2: Behind the scenes of a simulation setup

This tutorial will guide you through a simple Trixi.jl setup ("elixir"), giving an overview of what happens in the background during the initialization of a simulation. While the setup described herein does not cover all details, it involves relatively stable parts of Trixi.jl that are unlikely to undergo significant changes in the near future. The goal is to clarify some of the more fundamental, technical concepts that are applicable to a variety of (also more complex) configurations.

Trixi.jl follows the method of lines concept for solving partial differential equations (PDEs). Firstly, the PDEs are reduced to a (potentially huge) system of ordinary differential equations (ODEs) by discretizing the spatial derivatives. Subsequently, these generated ODEs may be solved with methods available in OrdinaryDiffEq.jl or those specifically implemented in Trixi.jl. The following steps elucidate the process of transitioning from PDEs to ODEs within the framework of Trixi.jl.

Basic setup

Import essential libraries and specify an equation.

using Trixi, OrdinaryDiffEq
equations = LinearScalarAdvectionEquation2D((-0.2, 0.7))
┌──────────────────────────────────────────────────────────────────────────────────────────────────┐
│ LinearScalarAdvectionEquation2D                                                                  │
│ ═══════════════════════════════                                                                  │
│ #variables: ………………………………………………… 1                                                                │
│ │ variable 1: …………………………………………… scalar                                                           │
└──────────────────────────────────────────────────────────────────────────────────────────────────┘

Generate a spatial discretization using a TreeMesh with a pre-coarsened set of cells.

coordinates_min = (-2.0, -2.0)
coordinates_max = (2.0, 2.0)

coarsening_patches = ((type = "box", coordinates_min = [0.0, -2.0],
                       coordinates_max = [2.0, 0.0]),)

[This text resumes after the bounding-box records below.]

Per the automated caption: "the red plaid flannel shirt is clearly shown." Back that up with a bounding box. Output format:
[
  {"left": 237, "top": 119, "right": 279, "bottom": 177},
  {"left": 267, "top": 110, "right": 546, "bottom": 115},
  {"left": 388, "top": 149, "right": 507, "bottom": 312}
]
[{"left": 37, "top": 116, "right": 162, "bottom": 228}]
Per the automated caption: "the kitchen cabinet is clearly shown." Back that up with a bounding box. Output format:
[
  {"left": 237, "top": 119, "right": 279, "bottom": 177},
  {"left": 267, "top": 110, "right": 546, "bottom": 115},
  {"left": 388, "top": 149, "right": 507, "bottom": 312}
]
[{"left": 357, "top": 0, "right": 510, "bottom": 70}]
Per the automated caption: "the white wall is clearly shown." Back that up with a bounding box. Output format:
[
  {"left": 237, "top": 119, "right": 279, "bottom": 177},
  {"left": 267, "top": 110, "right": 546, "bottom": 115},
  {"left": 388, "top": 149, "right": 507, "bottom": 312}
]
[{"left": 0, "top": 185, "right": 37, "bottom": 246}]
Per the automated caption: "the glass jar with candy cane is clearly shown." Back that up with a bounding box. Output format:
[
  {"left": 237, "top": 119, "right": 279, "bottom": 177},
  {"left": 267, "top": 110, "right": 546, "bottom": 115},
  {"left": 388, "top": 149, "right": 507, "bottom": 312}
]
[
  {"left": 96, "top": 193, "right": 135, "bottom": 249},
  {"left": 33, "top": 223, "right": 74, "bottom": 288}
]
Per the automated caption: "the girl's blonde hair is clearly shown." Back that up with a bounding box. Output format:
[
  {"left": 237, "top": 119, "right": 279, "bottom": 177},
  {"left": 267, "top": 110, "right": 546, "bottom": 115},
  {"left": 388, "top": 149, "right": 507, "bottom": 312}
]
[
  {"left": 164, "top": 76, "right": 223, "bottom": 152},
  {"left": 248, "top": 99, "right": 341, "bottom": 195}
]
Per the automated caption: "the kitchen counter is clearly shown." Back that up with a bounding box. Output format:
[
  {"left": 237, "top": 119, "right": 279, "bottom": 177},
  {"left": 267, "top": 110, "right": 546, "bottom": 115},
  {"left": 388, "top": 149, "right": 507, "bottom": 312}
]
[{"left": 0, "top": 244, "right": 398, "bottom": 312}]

mesh = TreeMesh(coordinates_min, coordinates_max, initial_refinement_level = 2,
                n_cells_max = 30_000,
                coarsening_patches = coarsening_patches)
┌──────────────────────────────────────────────────────────────────────────────────────────────────┐
│ TreeMesh{2, Trixi.SerialTree{2}}                                                                 │
│ ════════════════════════════════                                                                 │
│ center: …………………………………………………………… [0.0, 0.0]                                                       │
│ length: …………………………………………………………… 4.0                                                              │
│ periodicity: ……………………………………………… (true, true)                                                     │
│ current #cells: ……………………………………… 17                                                               │
│ #leaf-cells: ……………………………………………… 13                                                               │
│ maximum #cells: ……………………………………… 30000                                                            │
└──────────────────────────────────────────────────────────────────────────────────────────────────┘

The created TreeMesh looks like the following:

TreeMesh_example

Instantiate a DGSEM solver with a user-specified polynomial degree. The solver will define polydeg + 1 Gauss-Lobatto nodes and their associated weights within the reference interval $[-1, 1]$ in each spatial direction. These nodes will be subsequently used to approximate solutions on each leaf cell of the TreeMesh.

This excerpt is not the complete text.